If our laws were altered so that anyone could carry out an act of euthanasia, the absence of a clear line between those who
might justifiably be killed and those who might not would pose a real danger; but that is not what advocates of euthanasia
propose. If acts of euthanasia can only be carried out by a member of the medical profession, with the concurrence of a second
doctor, it is not likely that the propensity to kill would spread unchecked throughout the community. Doctors already have
a good deal of power over life and death through their ability to withhold treatment. There has been no suggestion that doctors
who begin by allowing severely disabled infants to die from pneumonia will move on to withhold antibiotics from political
extremists or patients who belong to a racial minority. In fact, legalizing euthanasia might well act as a check on the power
of doctors because it would bring what some doctors do now, on their own initiative and in secret, into the open and under
the scrutiny of another doctor.
There is, anyway, little historical evidence to suggest that a permissive attitude towards the killing of one category of
human beings leads to a breakdown of restrictions against killing other humans. Ancient Greeks regularly killed or exposed
infants but appear to have been at least as scrupulous about taking the lives of their fellow citizens as medieval Christians
or modern Americans. In traditional Eskimo societies, it was the custom for a man to kill his elderly parents, but the murder of a normal healthy
adult was almost unheard of. I mention these practices, not to suggest that they should be imitated, but only to indicate
that lines can be drawn at places other than where we now draw them. If these societies could separate human beings into different
categories without transferring their attitudes from one group to another, we with our more sophisticated legal systems and
greater medical knowledge should be able to do the same.
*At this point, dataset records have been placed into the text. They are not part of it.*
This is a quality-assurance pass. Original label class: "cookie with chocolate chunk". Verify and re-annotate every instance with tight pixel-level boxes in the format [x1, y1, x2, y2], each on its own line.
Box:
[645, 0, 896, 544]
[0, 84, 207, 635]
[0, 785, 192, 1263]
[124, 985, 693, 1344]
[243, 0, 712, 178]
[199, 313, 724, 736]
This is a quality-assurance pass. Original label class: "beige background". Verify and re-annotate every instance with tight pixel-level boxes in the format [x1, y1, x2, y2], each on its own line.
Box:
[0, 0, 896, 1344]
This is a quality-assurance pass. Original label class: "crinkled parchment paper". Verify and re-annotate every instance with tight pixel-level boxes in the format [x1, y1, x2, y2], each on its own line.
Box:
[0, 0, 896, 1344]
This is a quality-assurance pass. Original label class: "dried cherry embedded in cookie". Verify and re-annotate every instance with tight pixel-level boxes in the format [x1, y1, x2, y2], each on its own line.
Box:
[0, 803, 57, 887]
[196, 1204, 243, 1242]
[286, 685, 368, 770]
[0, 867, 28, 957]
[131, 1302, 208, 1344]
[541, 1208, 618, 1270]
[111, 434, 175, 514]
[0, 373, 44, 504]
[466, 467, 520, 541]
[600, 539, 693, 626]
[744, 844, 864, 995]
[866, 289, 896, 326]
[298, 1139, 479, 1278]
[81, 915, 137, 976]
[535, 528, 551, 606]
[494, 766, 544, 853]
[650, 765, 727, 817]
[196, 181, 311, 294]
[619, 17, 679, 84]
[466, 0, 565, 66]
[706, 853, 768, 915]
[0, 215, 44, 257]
All of this is not to deny that departing from the traditional sanctity of life ethic carries with it a small but nevertheless
finite risk of unwanted consequences. Against this risk we must balance the tangible harm to which the traditional ethic gives
rise – harm to those whose misery is needlessly prolonged. We must also ask if the widespread
acceptance of abortion and passive euthanasia has not already revealed flaws in the traditional ethic that make it a weak
defence against those who lack respect for individual lives. A sounder, if less clear-cut, ethic may in the long run provide
a firmer ground for resisting unjustifiable killing.